孟澤顯然也沒想到事情變得如此嚴重,他像是明白了什麼,臉色難看得嚇人。
「原來她一直都在演戲,原來她早就可以出去了,焊死了窗戶,摸清了整個別墅的構造。」孟澤臉色蒼白地說道。
「別相信他的話!窗戶是他封死的,孟澤在騙你!」女人歇斯底里地吼叫。
她拿著斧頭,瘋狂地砍著門。
「我被抓住的時候,已經是胃癌晚期,我活不了多久了,但是你可以活下去!」
我無助地看著他們,恐懼、狐疑、猜忌都在我心頭涌現。
「阿澤,我們報警吧!」我哭著說道。
就在門即將被破開的時候,孟澤猛地打開門,朝著那個女人撲了過去。
女人猝不及防地被他按在了地上,斧頭朝著孟澤的肩膀砍去。
斧頭撕裂肉體的聲音響起。
孟澤發出一聲痛苦的悶哼,但他依舊牢牢地按住女人。
「跑,去報警!」
孟澤扭頭對我大吼道。
我沒有猶豫的時間了。
我攥緊手機,跑到了一樓。
一樓的窗戶也被焊死了。
突然,我看到不遠處的別墅的一樓似乎站著一個人影。
我欣喜若狂地拍打著玻璃,試圖引起那個人的注意力。
那人很明顯地是看到了我,但他下一步的舉動卻讓我非常失望。
他拉上了窗簾。
我沒想到有錢人的世界竟然能冷漠到了這種地步。
樓上靜悄悄的,我什麼都聽不到。
極度的恐懼下,我發送了報警短信。
「我在 XX 別墅區,快來,這里有人要殺我們。」
很快地警察回復了短信。
「我們已經派人過去了,二十分鐘便到,但是女士,你在那里做什麼?這個別墅區已經廢棄很久了,是一個爛尾工程。那里已經很久沒有人居住了。

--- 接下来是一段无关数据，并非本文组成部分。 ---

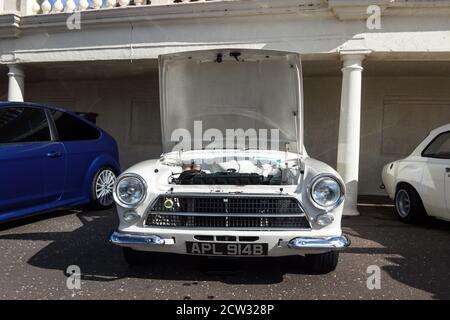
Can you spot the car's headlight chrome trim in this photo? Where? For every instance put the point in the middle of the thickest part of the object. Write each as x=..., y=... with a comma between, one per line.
x=117, y=198
x=314, y=182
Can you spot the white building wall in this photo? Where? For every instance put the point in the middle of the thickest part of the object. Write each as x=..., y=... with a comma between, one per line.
x=129, y=109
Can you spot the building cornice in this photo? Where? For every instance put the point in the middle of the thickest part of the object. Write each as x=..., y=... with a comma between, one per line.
x=188, y=10
x=10, y=25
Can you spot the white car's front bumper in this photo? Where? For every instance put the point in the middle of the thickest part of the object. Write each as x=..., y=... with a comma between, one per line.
x=279, y=243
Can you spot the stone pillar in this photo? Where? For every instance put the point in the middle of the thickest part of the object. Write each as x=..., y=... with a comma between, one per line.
x=349, y=129
x=16, y=84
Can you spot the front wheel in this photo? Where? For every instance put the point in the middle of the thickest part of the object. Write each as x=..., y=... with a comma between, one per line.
x=323, y=262
x=102, y=188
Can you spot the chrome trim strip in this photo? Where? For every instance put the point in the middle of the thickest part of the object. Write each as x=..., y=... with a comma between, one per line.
x=244, y=215
x=124, y=239
x=332, y=243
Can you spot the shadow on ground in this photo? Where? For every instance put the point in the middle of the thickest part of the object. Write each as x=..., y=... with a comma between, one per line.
x=417, y=256
x=99, y=260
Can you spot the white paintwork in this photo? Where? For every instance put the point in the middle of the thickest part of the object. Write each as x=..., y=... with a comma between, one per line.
x=427, y=175
x=349, y=129
x=157, y=173
x=262, y=90
x=16, y=85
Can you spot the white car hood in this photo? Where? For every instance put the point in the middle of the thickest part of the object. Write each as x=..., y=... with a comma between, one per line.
x=259, y=89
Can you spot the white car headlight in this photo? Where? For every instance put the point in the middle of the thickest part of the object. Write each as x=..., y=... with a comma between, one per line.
x=130, y=190
x=326, y=192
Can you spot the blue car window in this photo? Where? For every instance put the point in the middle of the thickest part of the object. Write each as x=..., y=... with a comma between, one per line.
x=23, y=124
x=72, y=129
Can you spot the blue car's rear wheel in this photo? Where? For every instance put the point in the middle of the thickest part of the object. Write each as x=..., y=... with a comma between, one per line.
x=102, y=188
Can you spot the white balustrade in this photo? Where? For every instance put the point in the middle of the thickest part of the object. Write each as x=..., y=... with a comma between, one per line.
x=111, y=3
x=44, y=6
x=35, y=7
x=70, y=6
x=124, y=3
x=83, y=5
x=97, y=4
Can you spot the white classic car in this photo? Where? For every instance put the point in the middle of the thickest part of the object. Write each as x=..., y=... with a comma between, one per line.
x=420, y=183
x=221, y=199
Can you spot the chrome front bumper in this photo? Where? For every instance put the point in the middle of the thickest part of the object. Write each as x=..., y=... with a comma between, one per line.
x=307, y=245
x=126, y=239
x=332, y=244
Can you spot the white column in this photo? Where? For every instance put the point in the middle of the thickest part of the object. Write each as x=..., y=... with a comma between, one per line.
x=16, y=84
x=349, y=129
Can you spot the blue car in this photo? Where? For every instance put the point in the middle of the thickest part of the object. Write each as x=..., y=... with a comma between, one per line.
x=52, y=159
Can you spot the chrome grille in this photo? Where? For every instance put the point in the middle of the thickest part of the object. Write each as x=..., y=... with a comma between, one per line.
x=227, y=212
x=238, y=205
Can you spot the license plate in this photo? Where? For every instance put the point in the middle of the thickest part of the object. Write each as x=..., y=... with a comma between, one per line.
x=227, y=249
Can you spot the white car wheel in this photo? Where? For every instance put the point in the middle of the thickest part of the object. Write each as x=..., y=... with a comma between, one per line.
x=408, y=205
x=403, y=203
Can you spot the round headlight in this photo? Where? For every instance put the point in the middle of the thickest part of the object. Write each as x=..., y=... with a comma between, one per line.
x=326, y=192
x=130, y=190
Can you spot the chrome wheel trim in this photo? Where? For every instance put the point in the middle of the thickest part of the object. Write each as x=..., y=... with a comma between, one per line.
x=403, y=203
x=104, y=185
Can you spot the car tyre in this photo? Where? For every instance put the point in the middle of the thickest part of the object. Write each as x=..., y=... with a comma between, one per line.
x=408, y=205
x=323, y=262
x=135, y=258
x=102, y=188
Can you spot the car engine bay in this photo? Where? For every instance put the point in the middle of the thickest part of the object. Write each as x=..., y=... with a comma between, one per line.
x=248, y=171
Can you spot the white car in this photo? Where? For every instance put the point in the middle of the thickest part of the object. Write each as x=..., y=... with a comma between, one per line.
x=217, y=200
x=420, y=183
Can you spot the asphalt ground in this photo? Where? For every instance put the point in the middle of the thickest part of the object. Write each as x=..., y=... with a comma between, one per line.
x=36, y=252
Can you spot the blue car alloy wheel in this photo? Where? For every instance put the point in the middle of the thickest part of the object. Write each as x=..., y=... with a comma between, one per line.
x=102, y=187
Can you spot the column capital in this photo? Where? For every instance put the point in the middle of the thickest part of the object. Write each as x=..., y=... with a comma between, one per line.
x=352, y=59
x=354, y=55
x=16, y=70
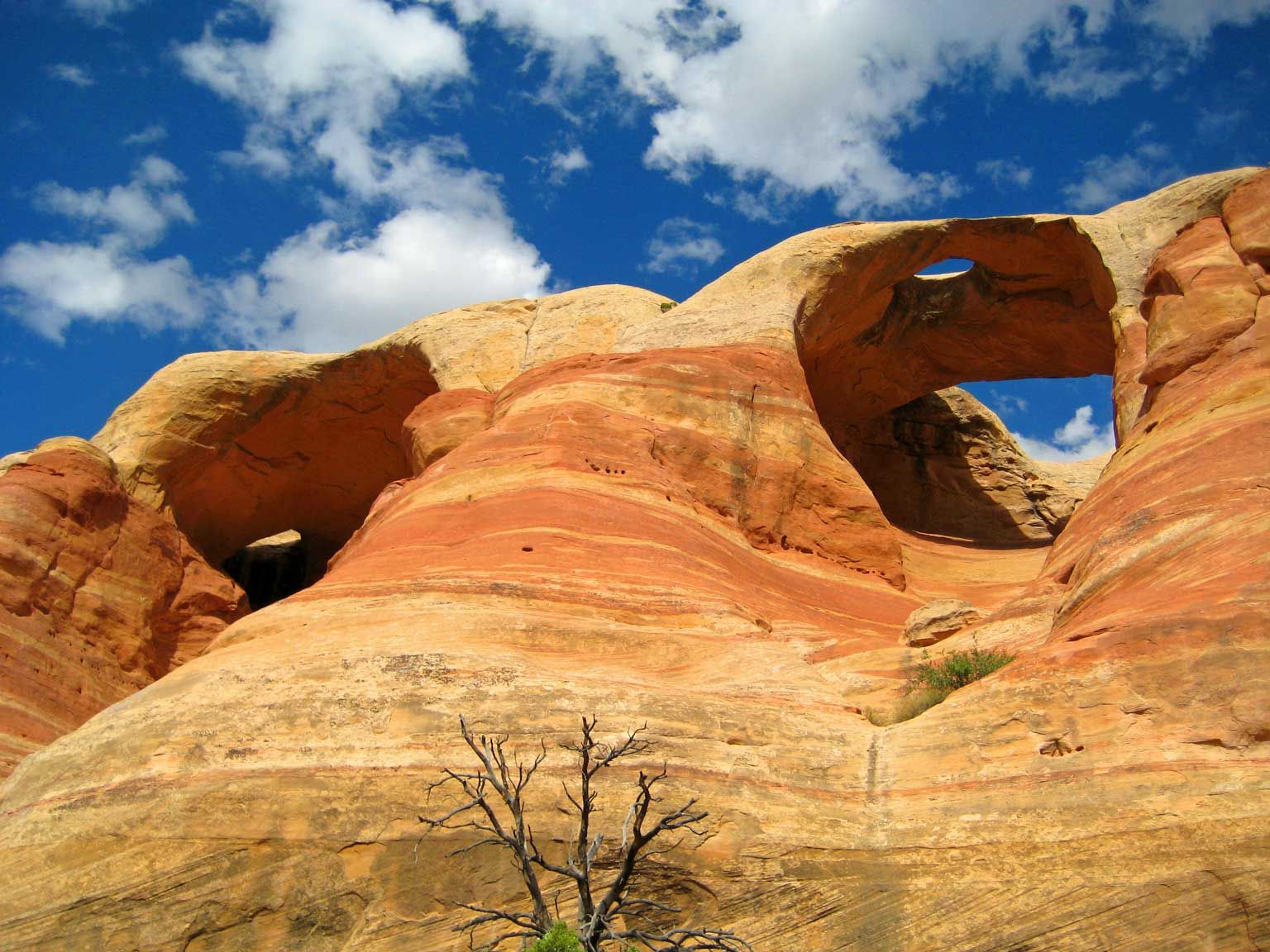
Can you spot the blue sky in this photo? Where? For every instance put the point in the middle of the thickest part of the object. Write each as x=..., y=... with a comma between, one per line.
x=310, y=174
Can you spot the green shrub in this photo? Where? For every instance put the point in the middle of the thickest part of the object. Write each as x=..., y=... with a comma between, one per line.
x=954, y=670
x=561, y=938
x=931, y=682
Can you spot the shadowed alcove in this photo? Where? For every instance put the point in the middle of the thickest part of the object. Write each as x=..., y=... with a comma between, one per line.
x=886, y=339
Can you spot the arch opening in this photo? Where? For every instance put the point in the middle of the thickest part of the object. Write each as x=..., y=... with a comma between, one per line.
x=274, y=568
x=888, y=338
x=945, y=267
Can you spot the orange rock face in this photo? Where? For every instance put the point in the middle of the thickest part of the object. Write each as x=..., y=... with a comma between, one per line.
x=653, y=521
x=99, y=596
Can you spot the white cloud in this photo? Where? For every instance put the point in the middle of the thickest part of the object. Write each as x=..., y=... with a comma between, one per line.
x=140, y=211
x=813, y=94
x=325, y=80
x=1004, y=173
x=561, y=164
x=47, y=286
x=1080, y=438
x=1007, y=404
x=1194, y=21
x=862, y=74
x=682, y=244
x=1108, y=179
x=71, y=73
x=151, y=134
x=101, y=11
x=320, y=291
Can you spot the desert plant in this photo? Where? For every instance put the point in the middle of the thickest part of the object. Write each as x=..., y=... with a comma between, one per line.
x=954, y=669
x=559, y=938
x=492, y=804
x=931, y=681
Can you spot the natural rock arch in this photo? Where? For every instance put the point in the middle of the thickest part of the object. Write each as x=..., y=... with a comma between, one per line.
x=241, y=445
x=874, y=334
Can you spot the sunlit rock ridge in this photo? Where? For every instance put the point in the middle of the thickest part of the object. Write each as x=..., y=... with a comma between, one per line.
x=713, y=518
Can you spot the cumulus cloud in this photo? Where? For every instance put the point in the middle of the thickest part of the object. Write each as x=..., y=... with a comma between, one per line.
x=1007, y=404
x=324, y=82
x=563, y=164
x=71, y=73
x=1194, y=21
x=139, y=211
x=1080, y=438
x=682, y=244
x=47, y=286
x=1108, y=179
x=322, y=291
x=855, y=78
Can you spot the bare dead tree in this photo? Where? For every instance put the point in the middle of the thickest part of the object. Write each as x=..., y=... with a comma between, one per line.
x=493, y=805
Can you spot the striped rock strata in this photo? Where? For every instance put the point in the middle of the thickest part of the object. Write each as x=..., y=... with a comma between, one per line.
x=651, y=519
x=99, y=596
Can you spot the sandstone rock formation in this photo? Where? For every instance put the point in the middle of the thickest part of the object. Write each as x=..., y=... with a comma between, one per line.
x=938, y=620
x=597, y=507
x=99, y=596
x=944, y=464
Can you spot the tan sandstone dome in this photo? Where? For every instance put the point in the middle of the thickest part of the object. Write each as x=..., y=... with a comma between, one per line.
x=717, y=519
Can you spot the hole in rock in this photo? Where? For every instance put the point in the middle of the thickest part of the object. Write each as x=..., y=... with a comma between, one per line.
x=270, y=569
x=949, y=265
x=1005, y=302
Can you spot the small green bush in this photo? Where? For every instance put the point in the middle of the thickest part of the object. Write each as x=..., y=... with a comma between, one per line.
x=561, y=938
x=931, y=682
x=954, y=670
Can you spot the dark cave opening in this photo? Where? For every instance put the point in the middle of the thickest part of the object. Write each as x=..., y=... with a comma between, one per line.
x=270, y=569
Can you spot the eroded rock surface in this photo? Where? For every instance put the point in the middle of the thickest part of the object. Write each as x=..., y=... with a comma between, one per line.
x=938, y=620
x=99, y=596
x=945, y=464
x=649, y=521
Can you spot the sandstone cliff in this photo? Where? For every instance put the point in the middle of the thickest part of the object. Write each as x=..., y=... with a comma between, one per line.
x=583, y=504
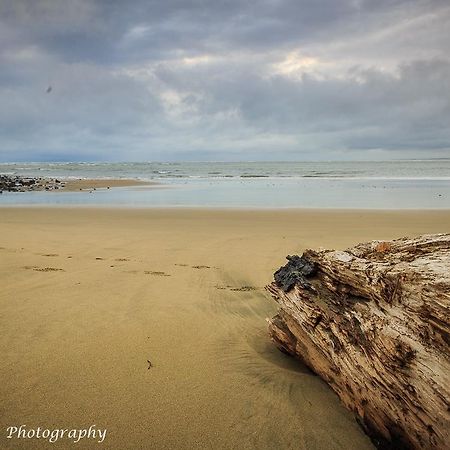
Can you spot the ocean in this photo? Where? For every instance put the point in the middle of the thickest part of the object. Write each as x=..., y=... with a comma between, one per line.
x=413, y=184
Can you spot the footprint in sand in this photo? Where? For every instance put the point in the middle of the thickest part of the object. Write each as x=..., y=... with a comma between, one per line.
x=158, y=274
x=238, y=289
x=43, y=269
x=48, y=269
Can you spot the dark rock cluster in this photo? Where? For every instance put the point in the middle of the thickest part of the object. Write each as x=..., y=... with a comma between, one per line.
x=16, y=183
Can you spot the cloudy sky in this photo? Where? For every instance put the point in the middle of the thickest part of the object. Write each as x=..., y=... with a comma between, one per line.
x=224, y=79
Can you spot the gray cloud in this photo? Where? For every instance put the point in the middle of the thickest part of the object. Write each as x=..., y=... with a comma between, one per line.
x=224, y=80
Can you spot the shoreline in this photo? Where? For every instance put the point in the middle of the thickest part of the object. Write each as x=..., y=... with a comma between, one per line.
x=22, y=184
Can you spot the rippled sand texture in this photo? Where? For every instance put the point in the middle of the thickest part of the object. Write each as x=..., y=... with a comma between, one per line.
x=89, y=296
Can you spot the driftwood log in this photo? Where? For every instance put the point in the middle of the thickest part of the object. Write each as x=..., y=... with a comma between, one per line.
x=373, y=322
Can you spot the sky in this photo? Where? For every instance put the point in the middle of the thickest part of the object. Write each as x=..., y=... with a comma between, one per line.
x=178, y=80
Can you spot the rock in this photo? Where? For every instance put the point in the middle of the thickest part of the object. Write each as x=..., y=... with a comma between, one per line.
x=15, y=183
x=373, y=322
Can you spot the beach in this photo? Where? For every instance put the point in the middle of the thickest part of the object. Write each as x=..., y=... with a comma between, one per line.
x=150, y=323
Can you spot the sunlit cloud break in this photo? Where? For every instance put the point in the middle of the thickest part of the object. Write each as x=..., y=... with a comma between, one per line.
x=260, y=80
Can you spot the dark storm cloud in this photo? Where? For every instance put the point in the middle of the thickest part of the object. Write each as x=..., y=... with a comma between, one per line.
x=224, y=79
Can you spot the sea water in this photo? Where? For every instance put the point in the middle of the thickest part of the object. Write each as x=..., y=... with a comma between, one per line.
x=421, y=184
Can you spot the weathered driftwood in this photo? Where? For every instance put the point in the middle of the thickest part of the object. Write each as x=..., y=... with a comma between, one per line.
x=373, y=322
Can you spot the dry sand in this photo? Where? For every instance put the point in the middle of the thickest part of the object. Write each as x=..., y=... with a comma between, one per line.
x=89, y=295
x=85, y=184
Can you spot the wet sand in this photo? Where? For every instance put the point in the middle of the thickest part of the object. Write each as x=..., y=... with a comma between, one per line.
x=85, y=184
x=88, y=296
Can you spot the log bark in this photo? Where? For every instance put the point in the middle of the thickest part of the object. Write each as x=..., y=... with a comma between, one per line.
x=373, y=322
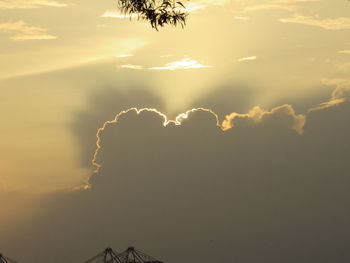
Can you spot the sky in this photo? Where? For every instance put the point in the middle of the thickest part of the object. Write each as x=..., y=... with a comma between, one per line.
x=225, y=140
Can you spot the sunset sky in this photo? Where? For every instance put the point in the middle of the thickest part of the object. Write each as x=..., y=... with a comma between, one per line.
x=227, y=140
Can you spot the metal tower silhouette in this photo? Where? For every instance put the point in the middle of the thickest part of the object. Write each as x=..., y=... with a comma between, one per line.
x=4, y=259
x=131, y=255
x=107, y=256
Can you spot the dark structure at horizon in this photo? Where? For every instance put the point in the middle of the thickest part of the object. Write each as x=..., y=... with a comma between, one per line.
x=130, y=255
x=4, y=259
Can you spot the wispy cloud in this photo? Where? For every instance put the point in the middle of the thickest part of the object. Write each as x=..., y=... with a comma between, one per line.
x=344, y=52
x=289, y=5
x=23, y=4
x=247, y=58
x=339, y=23
x=117, y=14
x=185, y=63
x=130, y=66
x=22, y=31
x=124, y=55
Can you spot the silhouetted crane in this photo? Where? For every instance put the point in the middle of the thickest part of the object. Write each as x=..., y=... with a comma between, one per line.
x=4, y=259
x=107, y=256
x=131, y=255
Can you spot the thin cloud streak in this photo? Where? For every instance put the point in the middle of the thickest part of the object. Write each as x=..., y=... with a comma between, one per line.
x=22, y=4
x=339, y=23
x=185, y=63
x=22, y=31
x=247, y=58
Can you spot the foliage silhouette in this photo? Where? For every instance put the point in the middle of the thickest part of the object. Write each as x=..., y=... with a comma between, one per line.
x=157, y=12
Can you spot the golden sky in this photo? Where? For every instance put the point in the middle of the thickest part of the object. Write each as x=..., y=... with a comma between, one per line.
x=260, y=68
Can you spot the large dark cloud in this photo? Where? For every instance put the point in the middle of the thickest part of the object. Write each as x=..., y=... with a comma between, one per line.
x=259, y=192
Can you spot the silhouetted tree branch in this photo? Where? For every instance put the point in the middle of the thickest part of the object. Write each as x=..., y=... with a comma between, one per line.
x=157, y=12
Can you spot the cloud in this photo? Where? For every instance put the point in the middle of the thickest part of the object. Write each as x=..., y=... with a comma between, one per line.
x=247, y=58
x=117, y=14
x=344, y=52
x=289, y=5
x=258, y=115
x=22, y=31
x=166, y=187
x=27, y=4
x=339, y=23
x=340, y=94
x=185, y=63
x=124, y=55
x=130, y=66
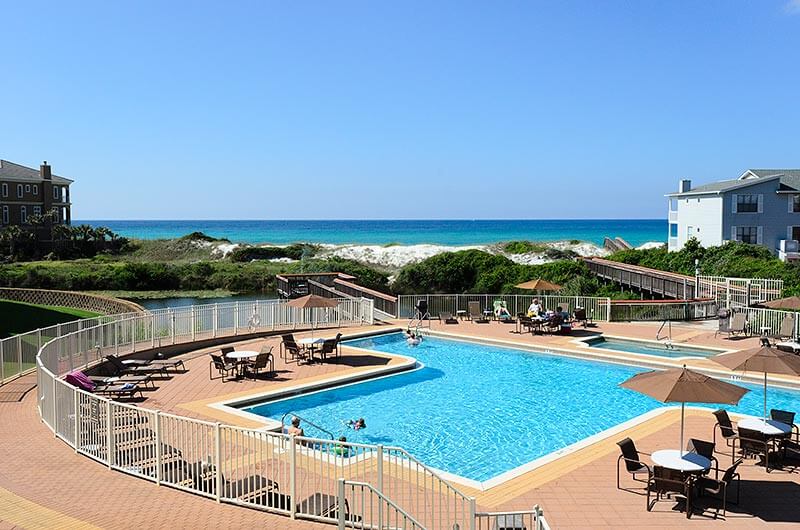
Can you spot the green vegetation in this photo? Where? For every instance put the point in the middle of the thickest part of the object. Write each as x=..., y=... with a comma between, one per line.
x=475, y=271
x=731, y=259
x=19, y=317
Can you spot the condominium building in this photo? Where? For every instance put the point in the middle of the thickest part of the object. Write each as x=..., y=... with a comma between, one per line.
x=25, y=192
x=762, y=207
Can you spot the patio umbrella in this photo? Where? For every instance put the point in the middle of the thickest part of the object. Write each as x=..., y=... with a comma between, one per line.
x=764, y=359
x=538, y=285
x=684, y=386
x=791, y=303
x=312, y=301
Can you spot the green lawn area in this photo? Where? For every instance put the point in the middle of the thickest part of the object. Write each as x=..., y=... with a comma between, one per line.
x=19, y=317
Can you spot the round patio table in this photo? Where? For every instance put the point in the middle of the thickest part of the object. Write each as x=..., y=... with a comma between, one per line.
x=680, y=460
x=769, y=427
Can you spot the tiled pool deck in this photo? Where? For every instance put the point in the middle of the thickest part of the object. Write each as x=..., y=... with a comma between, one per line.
x=43, y=483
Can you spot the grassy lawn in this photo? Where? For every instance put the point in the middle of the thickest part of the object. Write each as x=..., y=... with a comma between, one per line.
x=19, y=317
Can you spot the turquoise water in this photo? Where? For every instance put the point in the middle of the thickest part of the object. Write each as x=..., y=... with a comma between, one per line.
x=478, y=411
x=404, y=232
x=639, y=347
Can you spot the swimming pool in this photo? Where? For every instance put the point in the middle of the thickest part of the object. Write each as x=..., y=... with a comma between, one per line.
x=478, y=411
x=649, y=348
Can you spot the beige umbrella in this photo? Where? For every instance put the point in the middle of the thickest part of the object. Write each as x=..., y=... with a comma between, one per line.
x=538, y=285
x=684, y=386
x=312, y=301
x=763, y=359
x=791, y=303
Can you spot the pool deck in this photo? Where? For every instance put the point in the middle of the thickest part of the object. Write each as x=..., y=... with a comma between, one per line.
x=46, y=484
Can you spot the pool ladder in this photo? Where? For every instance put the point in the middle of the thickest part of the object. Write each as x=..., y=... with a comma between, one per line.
x=668, y=337
x=292, y=414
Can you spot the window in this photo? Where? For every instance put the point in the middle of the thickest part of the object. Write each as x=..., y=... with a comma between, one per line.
x=747, y=203
x=794, y=203
x=747, y=234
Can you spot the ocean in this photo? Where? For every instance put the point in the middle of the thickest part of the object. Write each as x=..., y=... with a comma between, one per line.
x=402, y=232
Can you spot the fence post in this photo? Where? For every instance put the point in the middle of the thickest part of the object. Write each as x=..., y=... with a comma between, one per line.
x=218, y=461
x=109, y=436
x=159, y=457
x=76, y=422
x=340, y=504
x=293, y=479
x=472, y=516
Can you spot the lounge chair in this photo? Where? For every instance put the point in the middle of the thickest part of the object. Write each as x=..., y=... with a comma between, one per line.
x=263, y=360
x=726, y=430
x=223, y=365
x=166, y=363
x=120, y=368
x=737, y=325
x=665, y=481
x=476, y=314
x=447, y=318
x=633, y=464
x=718, y=486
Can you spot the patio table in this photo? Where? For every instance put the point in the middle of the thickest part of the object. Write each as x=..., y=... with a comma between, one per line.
x=678, y=460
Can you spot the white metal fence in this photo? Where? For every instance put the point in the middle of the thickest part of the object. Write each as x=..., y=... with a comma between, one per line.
x=597, y=308
x=297, y=477
x=738, y=292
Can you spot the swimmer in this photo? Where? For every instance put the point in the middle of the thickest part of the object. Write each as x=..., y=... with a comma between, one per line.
x=357, y=424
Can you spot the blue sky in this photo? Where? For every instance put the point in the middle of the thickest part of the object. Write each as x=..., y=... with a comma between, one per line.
x=279, y=110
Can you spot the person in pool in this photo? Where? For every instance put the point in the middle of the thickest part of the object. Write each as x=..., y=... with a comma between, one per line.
x=357, y=425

」
我死死地看著短信上的文字,不明白警察為什麼這麼說。
明明對面的別墅,還亮著燈。
孟澤也一直住在這里,怎麼就成了一個無人居住區了?
但好在,二十分鐘,警察就到了。
突然,樓上傳來了下樓的腳步聲。
我左右張望了一下,躲在了客廳的沙發底下。
從我的角度剛好能看見樓梯。
一雙赤裸的雙腳出現在了樓梯上。
我痛苦地閉上眼睛。
這說明,孟澤可能已經遭遇不測了。
「你在哪里?我們一起逃出去。」女人嘶啞地喊道。
我屏住呼吸,大氣不敢出。
「他受了重傷了,已經無法行動,你快出來,我們出去好不好?」女人繼續喊道。
可我不敢出來,我拼命地祈禱自己不要被發現。
07
突然,我的眼前出現了一雙赤裸的雙腳。
那女人就站在我藏身的沙發前面!
我驚恐地捂住了嘴巴,但還是有一絲微弱的呼吸聲泄露了出去。
女人彎下了腰來,那張布滿血污的可怖的臉對我咧開了一個笑容。
「找到你了。」
緊接著,我被女人抓住了雙手。
她想要把我從沙發底下給拽出來。
我拼命地掙扎,大聲呼喊孟澤的名字。
女人看著雖然瘦小,但力氣卻極大。
她那雙鷹爪般的手緊緊地桎梏住了我。
我就這樣被女人拖了出來。
我淚眼婆娑地看著她:「求求你放了我吧。」
女人煩躁地看著我:「我都說了,我是來救你出去的。」
「你知道我是怎麼從地下室里逃出來的嗎?」
「這個地下室有一個密道,孟澤還沒發現過,就在我被關著的那個房間里頭,我也是偶然一次才發現的。」ȳʐ
「我們可以從那里逃出去,趁現在孟澤還沒有醒過來。」
女人拉住我的手,我們往地下室跑去。
此刻我大腦已經一片茫然,我全然不知誰說的話才是真的。
但我心里知道,得先從這個別墅逃出去。
「靜靜!」
突然,樓梯的拐角處傳來了孟澤的大喊聲。
我看到他渾身是血,狼狽不堪地站在那兒。
女人的瞳孔猛地一縮:「你先進地下室!」
女人把我推進了地下室。
我聽到了門上鎖的聲音。
門外又傳來了激烈的廝打聲。
我的眼淚掉了下來,深呼吸一口氣,尋找女人說的那個出口。
果然,我在那個曾經關著女人的房間里發現了一個通道。
那通道非常隱蔽,孟澤沒有發現,也不是一件奇怪的事情。
因為那通道就藏在了柜子的后面,只有長期在這個房間里的人才能注意到端倪。
我吃力地搬開了柜子,里頭是一條幽深、狹窄的通道。
08
一只可怖的蜈蚣爬了出來。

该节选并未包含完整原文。